Until then, scientists had always believed the two systems operated
independently.
Ader’s
discovery suggested that neurological processes like emotional responses could
not be separated from the immunological process of warding off infection and
disease. Armed with this new information, researchers began examining the
effect of emotions upon lymphocytes, the antibody-producing white blood cells
that protect the body from viral and bacterial invasion. One study of men whose
wives had terminal breast cancer recorded “a highly significant” drop in their
lymphocyte levels once they became widowers and in the months of grieving that
followed. Another study, which tracked dental students during a school year,
found their secretion of the antibody immunoglobin ‘A’ plummeted during the
stress of exam time.
A new wave of
researchers then dug deeper into the origins of emotions and their role in our
social and physical well-being. Some, like neuroscientist Joseph LeDoux,
explored how the brain processes emotions. Others, like psychologists C. R.

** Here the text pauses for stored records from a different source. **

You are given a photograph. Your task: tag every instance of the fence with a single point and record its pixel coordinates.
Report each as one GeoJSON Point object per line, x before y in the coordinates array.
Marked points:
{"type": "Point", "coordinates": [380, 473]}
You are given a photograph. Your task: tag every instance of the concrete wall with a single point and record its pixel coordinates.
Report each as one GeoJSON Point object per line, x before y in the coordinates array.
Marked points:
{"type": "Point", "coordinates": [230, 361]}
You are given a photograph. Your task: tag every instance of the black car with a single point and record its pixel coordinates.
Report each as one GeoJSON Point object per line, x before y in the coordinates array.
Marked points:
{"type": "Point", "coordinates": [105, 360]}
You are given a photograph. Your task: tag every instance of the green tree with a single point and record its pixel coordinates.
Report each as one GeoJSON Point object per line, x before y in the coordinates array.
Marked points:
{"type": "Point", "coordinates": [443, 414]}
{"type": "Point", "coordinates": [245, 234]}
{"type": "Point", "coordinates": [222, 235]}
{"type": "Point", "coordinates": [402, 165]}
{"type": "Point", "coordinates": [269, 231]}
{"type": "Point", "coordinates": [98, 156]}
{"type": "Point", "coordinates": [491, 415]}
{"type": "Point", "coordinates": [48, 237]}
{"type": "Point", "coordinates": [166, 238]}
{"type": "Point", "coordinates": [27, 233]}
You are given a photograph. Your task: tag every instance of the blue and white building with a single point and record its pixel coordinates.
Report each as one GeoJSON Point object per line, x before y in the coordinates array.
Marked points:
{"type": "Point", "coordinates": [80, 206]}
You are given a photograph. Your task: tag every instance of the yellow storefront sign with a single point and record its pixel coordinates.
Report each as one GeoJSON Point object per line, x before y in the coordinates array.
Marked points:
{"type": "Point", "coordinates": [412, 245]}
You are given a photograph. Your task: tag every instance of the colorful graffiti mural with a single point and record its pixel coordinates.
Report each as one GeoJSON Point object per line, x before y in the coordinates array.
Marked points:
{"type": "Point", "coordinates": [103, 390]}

Cloninger and Barbara Betz, devised classification systems for personality
types using emotional tendencies as a barometer. Betz found a correlation
between different personality types and life expectancy, with those tending to
be loving, optimistic and happy faring much better than those tending to be
angry, pessimistic and depressed.
In
the mid-1980s, psychologist Reuven Bar-On developed the concept of an
“emotional quotient,” a counterpart to the standard intelligence quotient (IQ),
based on his insight that people with high IQs often had less success in life
than people with superior emotional
skills. Building on his work, psychology professors Peter Salovey and John
Mayer coined the phrase “emotional intelligence” to describe a set of
competencies enabling people to understand their emotions, as well as those of
the people around them, and to use that information to guide their thought
processes and behaviors.
Five years later, in 1995, New York Times reporter Daniel Goleman turned the concept into a cultural phenomenon with his book Emotional Intelligence. Arguing that the way people handle their emotions is a more important factor in life than traditional intelligence, it sold more than five million copies worldwide, its thesis applied to everything from education to business. The intense interest generated by Goleman and other popular authors has given new impetus to the study of emotional health at the start of the 21st century.